Taxation and behavioural economics

I have blogged in earlier posts about the relevance of behavioural psyhology in formulating tax policies. Now, in a Brookings working paper, William J. Congdon, Jeffrey R. Kling, and Sendhil Mullainathan (via Freakonomics) explore the implications of deviations from the rational and self-interested utility maximizing agent of neo-classical economics due to cognitive biases and time-inconsistency problems, on tax policy.

They argue that imperfect rationality of human beings means that they choose sub-optimally, bounded self-control comes in the way of their realizing their intentions, non-standard preferences means that they care about the welfare of others and fairness and form their preferences around reference points (both in time and space).

Contrary to convetional wisdom that advocates simplicity in tax policy, behavioural psychology leads us to favoring certain types of nuanced complexity, especially in promoting welfare and fairness. For example, sales taxes (which are not posted on the good sold) and electronic toll fees (through E-Z Pass) are not salient and therefore pass through un-noticed, separately identified taxes to fund specific benefits are easier to levy, tax credits enable targetting and thereby optimize provision of subsidies.

They also point to the possibility of leveraging the automaticity inherent in tax administration (like deduction at source, and simplicity of tax filing channels) especially to take advantage of the imperfect rationality of tax payers. This can be used to facilitate automatic access to transfers and certain types of direct subsidies along with tax filings, encourage retirement and personal savings (eg channel tax refunds into default savings accounts), and have opt-out insurance policies.

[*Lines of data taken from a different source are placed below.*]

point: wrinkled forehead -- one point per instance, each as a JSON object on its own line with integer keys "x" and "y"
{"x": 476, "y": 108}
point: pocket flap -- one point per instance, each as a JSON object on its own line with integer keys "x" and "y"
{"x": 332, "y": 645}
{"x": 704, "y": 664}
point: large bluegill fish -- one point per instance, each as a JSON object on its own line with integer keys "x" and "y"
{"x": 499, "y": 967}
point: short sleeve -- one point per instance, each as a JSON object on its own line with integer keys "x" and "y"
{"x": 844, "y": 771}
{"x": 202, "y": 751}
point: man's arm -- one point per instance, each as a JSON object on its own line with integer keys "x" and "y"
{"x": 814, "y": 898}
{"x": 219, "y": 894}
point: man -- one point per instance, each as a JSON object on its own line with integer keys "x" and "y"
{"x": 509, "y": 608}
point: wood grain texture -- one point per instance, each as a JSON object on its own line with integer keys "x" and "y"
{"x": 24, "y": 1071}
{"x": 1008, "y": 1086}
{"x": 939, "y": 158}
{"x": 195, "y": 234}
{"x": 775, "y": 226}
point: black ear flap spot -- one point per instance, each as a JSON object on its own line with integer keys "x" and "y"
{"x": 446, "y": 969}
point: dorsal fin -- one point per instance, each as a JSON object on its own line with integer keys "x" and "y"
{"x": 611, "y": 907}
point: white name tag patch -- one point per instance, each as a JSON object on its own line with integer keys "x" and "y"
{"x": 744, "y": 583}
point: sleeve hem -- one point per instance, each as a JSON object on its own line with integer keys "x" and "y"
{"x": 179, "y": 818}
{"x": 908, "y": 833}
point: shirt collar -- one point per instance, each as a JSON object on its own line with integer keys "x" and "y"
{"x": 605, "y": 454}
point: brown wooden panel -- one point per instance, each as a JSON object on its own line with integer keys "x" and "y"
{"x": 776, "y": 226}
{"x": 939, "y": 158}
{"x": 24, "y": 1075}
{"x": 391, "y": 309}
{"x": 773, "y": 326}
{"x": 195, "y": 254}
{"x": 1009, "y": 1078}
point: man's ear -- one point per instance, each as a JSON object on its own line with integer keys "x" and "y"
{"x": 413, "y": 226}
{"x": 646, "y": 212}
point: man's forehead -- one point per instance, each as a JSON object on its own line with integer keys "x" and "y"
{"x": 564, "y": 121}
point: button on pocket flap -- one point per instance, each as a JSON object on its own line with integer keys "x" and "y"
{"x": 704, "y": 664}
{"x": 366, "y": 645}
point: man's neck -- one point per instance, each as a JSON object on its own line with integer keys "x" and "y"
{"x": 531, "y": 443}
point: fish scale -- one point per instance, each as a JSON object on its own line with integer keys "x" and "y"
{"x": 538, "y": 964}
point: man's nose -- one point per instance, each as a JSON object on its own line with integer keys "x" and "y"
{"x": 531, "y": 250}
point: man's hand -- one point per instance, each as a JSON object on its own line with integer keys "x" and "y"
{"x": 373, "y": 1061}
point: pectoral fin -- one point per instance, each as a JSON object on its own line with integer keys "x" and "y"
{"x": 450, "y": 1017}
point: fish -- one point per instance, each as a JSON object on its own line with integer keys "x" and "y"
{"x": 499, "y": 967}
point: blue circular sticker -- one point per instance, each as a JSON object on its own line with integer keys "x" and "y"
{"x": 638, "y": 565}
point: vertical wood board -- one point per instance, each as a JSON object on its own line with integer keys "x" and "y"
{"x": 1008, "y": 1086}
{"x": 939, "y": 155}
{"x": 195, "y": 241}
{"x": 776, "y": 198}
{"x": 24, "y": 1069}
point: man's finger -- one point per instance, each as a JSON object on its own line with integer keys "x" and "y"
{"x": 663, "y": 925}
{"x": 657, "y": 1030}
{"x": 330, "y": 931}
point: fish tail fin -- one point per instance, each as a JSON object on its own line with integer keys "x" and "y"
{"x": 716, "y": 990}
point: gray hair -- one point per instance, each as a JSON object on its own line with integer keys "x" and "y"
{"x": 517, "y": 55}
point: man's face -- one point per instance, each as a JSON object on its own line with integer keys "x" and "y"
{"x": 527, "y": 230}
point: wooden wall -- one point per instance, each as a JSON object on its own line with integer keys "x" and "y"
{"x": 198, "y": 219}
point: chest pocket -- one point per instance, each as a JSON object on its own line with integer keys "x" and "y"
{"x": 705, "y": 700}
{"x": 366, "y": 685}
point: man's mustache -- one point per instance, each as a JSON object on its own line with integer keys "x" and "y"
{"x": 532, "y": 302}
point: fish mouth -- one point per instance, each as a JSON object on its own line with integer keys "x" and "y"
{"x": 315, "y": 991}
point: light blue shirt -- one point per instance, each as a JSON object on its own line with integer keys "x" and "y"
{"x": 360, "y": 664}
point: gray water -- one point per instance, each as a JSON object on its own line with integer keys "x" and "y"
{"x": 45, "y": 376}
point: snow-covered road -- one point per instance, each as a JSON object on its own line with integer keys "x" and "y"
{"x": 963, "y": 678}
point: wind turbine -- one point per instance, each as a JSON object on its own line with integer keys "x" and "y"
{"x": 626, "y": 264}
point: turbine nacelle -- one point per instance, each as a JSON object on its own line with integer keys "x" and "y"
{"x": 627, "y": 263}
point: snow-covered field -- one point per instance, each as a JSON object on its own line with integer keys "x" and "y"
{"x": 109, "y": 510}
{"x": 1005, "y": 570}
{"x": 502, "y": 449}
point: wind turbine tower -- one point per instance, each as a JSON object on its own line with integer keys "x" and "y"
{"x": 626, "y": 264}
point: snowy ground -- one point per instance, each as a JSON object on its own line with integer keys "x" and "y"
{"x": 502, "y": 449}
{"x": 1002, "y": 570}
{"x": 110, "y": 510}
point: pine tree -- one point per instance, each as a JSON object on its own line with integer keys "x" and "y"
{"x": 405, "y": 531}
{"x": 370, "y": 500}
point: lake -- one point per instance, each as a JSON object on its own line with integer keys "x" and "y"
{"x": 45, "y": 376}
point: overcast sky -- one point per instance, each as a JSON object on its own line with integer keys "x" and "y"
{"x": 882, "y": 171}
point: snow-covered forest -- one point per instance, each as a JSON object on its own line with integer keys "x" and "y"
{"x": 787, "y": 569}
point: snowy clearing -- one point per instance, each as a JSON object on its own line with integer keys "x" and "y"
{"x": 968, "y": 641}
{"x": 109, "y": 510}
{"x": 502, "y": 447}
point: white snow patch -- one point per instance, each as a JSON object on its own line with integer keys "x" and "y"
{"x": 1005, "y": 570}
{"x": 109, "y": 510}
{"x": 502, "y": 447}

About the relevance of such behavioural deviations from standard assumptions for fiscal policy, they argue that tax cuts presented as "bonus" might be more likely to be spent than tax cuts presented as a "rebate", since when individuals perceive the tax cut as a gain (a 'bonus') rather than as a foregone loss (a 'rebate'), they are more likely to spend the tax cut. Further, there is evidence that tax cuts delivered through reduced (monthly) withholding, as against lump-sum rebate or bonus, is more likely to be spent.